I I was in the startup space for a while, so after school I did school. I was going to do robotics, and back then, I thought it was gonna be a big booming field. It's still not quite where I expected at the time. So I was a a mix of electrical engineering and computer science, and I was focusing a lot on AI and machine learning. And then when I got into working at start ups, it ended up being

a lot of, like, there's no 1 building a good pipeline for you, so you gotta go figure it out. And I just slowly ended up more and more in the data's realm and sort of ended up getting into big data in particular on Spark and some of the systems there. And so

as I mentioned at the open, you've recently been working on consolidating a lot of your workflows for the different data roles at Netflix to being oriented around Jupyter Notebooks. So can you give a bit of an outline about the motivation for choosing Jupyter Notebooks in particular as the core interface for your data teams? Yeah. And, actually, when I first joined, Netflix, it was just sort of tossed at me. And I was definitely like, are we crazy? And the answer was like, we might be a little crazy. But it it came across as, I guess, on the onset of of hearing that. It sounds like why would you do that. Right? Like, these things that are highly

iterative, and why why would you rely on a production pipeline on it? But, actually, if you if you dig in and you add some more abstractions in that space, it starts to make a lot of sense. And where where we're pulling it in and consolidating is we're kinda trying to converge, like, many different scheduling systems at Netflix to have some common systems.

And in the process, sort of give a a more white glove experience for less technical users,

especially for users that know enough

scripting to kind of, like, write some SQL or read a little bit of code, but not so much that they could design their own pipeline or

dig through logs to find references to other code bases.

So a lot of the step into notebooks is that

it was,

looked at as a strategic bet for what interface might be a good future shared interface between

analysts,

data engineers, and, you know, professional

coders as well as, machine learning,

developers that could all kind of represent the same executed code with some closely coupled logs

and good visualizations all in the same place. So it becomes like this this artifact that you can share with a lot of different user groups that's common and easy to transport.

And what are some of the places that you

have not yet deployed notebooks to, or that you are consciously

deciding not to,

implement

using that notebook interface?

And what are some of the other areas where you are pushing notebooks into common use and just some of the

differences

that denote

when is a good place to use the notebook versus not. Yeah. For sure. And that that's gonna

I'll maybe break that into some pieces because I think there's a lot of, interesting topics in there. 1 thing at Netflix we've done is we haven't done a really, like, heavy handed approach in the sense that we force, like, development to all be in notebooks and, you know, notebooks or nothing else. But it's more of the emphasis that,

with the the way we're doing so around scheduling notebooks in particular,

a lot of users don't know they're using notebooks yet, so they're getting gradually introduced to notebooks. So we're not forcing them to rewrite scripts that have been sitting around for 4 years or or SQL that's been there since that table existed.

What's end up happening is is we're migrating them on systems.

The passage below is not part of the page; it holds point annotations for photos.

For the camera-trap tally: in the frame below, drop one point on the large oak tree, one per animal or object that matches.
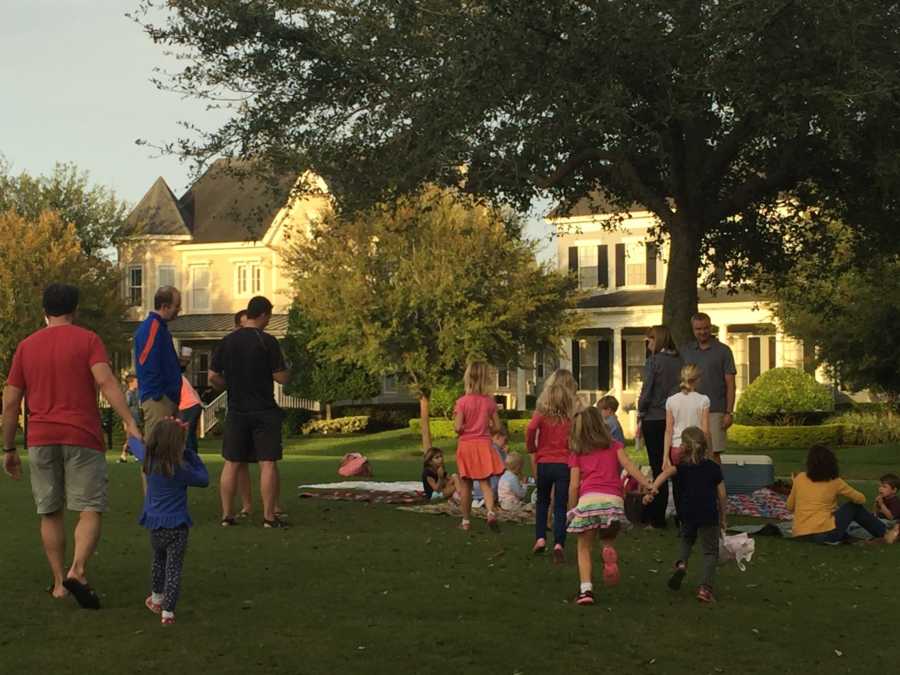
(707, 112)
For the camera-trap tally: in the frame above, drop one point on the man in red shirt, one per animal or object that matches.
(59, 368)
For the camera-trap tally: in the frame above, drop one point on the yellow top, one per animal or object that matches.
(814, 503)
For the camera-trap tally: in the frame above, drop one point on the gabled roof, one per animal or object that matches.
(157, 213)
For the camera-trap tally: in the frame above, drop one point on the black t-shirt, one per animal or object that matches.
(699, 491)
(247, 358)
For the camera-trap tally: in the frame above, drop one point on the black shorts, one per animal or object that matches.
(253, 437)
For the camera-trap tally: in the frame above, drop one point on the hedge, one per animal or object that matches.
(441, 428)
(773, 438)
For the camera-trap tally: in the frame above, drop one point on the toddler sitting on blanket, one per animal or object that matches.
(511, 489)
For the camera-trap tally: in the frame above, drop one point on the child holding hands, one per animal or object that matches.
(595, 496)
(702, 508)
(169, 469)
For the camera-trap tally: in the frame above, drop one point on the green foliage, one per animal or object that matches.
(36, 253)
(340, 425)
(869, 428)
(418, 288)
(762, 438)
(444, 396)
(94, 210)
(708, 113)
(783, 395)
(316, 376)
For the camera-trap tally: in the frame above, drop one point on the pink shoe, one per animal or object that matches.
(152, 606)
(610, 566)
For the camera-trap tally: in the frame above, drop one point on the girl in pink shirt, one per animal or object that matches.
(547, 440)
(596, 496)
(474, 417)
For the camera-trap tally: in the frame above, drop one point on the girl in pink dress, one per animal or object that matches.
(596, 496)
(474, 418)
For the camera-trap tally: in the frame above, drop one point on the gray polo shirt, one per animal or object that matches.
(715, 362)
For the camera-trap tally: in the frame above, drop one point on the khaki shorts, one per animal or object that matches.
(717, 434)
(154, 411)
(67, 475)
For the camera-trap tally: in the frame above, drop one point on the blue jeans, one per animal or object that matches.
(843, 517)
(552, 477)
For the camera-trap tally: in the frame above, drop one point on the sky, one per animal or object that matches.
(75, 82)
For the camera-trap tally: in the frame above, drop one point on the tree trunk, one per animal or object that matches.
(680, 300)
(425, 418)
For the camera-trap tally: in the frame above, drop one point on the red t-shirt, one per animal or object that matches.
(53, 367)
(600, 471)
(477, 411)
(548, 437)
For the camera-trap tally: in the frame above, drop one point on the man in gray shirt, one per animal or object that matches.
(716, 363)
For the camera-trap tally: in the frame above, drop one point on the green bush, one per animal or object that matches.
(773, 438)
(441, 428)
(784, 396)
(869, 428)
(339, 425)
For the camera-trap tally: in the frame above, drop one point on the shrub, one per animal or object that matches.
(784, 396)
(774, 438)
(339, 425)
(869, 428)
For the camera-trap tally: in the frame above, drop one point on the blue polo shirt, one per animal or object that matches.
(157, 367)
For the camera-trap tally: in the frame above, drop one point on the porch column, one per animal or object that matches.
(616, 384)
(521, 389)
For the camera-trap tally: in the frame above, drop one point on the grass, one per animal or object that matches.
(358, 588)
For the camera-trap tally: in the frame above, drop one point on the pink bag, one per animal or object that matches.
(737, 547)
(355, 464)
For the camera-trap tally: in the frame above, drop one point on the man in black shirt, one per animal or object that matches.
(246, 363)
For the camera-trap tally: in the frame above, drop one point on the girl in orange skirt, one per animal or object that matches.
(474, 418)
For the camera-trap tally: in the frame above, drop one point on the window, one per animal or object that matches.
(199, 287)
(165, 275)
(635, 358)
(136, 286)
(249, 279)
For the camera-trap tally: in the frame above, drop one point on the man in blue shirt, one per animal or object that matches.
(156, 362)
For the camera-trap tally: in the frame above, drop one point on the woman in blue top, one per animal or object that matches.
(170, 469)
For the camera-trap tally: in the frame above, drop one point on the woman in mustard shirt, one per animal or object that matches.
(813, 501)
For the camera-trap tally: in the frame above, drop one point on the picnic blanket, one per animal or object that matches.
(523, 515)
(380, 492)
(763, 503)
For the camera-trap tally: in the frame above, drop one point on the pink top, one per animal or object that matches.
(548, 438)
(477, 410)
(600, 471)
(189, 396)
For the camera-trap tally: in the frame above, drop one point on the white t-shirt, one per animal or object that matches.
(687, 411)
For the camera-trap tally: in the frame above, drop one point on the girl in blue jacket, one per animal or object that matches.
(170, 469)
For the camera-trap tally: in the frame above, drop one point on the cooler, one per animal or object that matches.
(745, 474)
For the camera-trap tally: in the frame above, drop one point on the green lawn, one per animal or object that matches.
(354, 588)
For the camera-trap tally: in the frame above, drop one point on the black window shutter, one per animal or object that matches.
(620, 265)
(576, 361)
(603, 266)
(651, 264)
(603, 370)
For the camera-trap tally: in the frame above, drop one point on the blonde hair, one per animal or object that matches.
(694, 445)
(475, 378)
(690, 375)
(589, 432)
(165, 447)
(514, 462)
(559, 398)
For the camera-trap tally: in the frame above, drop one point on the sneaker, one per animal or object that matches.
(677, 576)
(559, 555)
(704, 594)
(610, 566)
(585, 598)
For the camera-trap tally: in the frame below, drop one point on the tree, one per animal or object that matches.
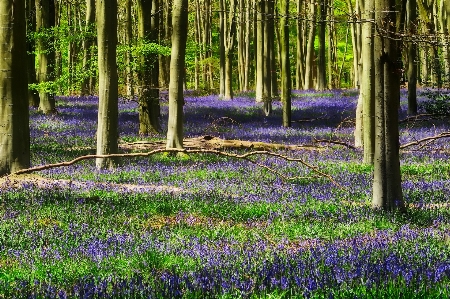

The thing that's actually executing the workload that they're running is a notebook. Kind of you think of it almost like a a job template. And for users that haven't been familiar with notebooks, it sort of gets them like they could see the outcome of their work that's running is is starting to look at a notebook. So if you wanna debug it, if you wanna see what ran, you wanna rerun it, you basically always end up at the same notebook interface. So places we're introducing this a lot and kind of pushing it is really as, an integration tool. So it's something that is a great place to express

how to connect a few pieces and run something in a linear fashion. And we've also kind of from the other side sort of been this idea that on a lot of model development,

many times machine learning developers work

on notebooks, and in particular, Jupyter or Zeppelin notebooks are probably the most common, at least here. And they'll they'll do some iterating cycles. And if they get done of it, it's hard for them to kind of productionalize or rip that code out of a notebook and put it someplace else. So So the places where we emphasize it is, you know, if you have a notebook and it runs well and it's something that's easy for you to understand, like, why rewrite the whole thing and risk failure of of transferring that knowledge? And then on the other side is sort of introducing people that, you know, this is a way to express how to, you know, execute a controlled context of of code that you wanna,

fulfill without needing to necessarily write all that code in a notebook initially. And in the middle where we're not pushing this really hard is, like, your everyday professional, like, maybe, like, a data, you know, a data engineer knows exactly what they're doing or a,

you know, a back end developer that's maintaining systems. They may not touch the notebooks as much directly. We don't necessarily emphasize it. But in a few places where they're doing kinda like 1 off tasks,

like, let's say doing some janitor cleanup of some old data and trying to, like, keep track of what they deleted. It's a really good form factor we try and introduce there and and emphasize, like, the ability to see what every run did and have, like, nice visualizations of the the actions you took. And having the

embeddable pros as some rich metadata that can live along with the code can be very useful as well, particularly since that's 1 of the holy grails of data infrastructure in general is being able to have that extra information about the whys and wherefores of the different processes and the different

schemas, etcetera. Yeah. But at the same time, it can be difficult

to surface that in any sort of automated fashion. So I imagine it adds a bit of cognitive or overhead and manual process to be able to take advantage of that extra information.

To a degree,

I think in the really controlled context, like, where we're scheduling work on behalf of user or, you know, we have some sort of operational task, it's not so much overhead to introduce a notebook into that equation. Matter of fact, the project I've been working on a lot this past year has been,

using a library called Papermill to execute notebooks

on demand.

And what that basically

has enabled is the whole new scheduler. Everything's built around executing notebooks.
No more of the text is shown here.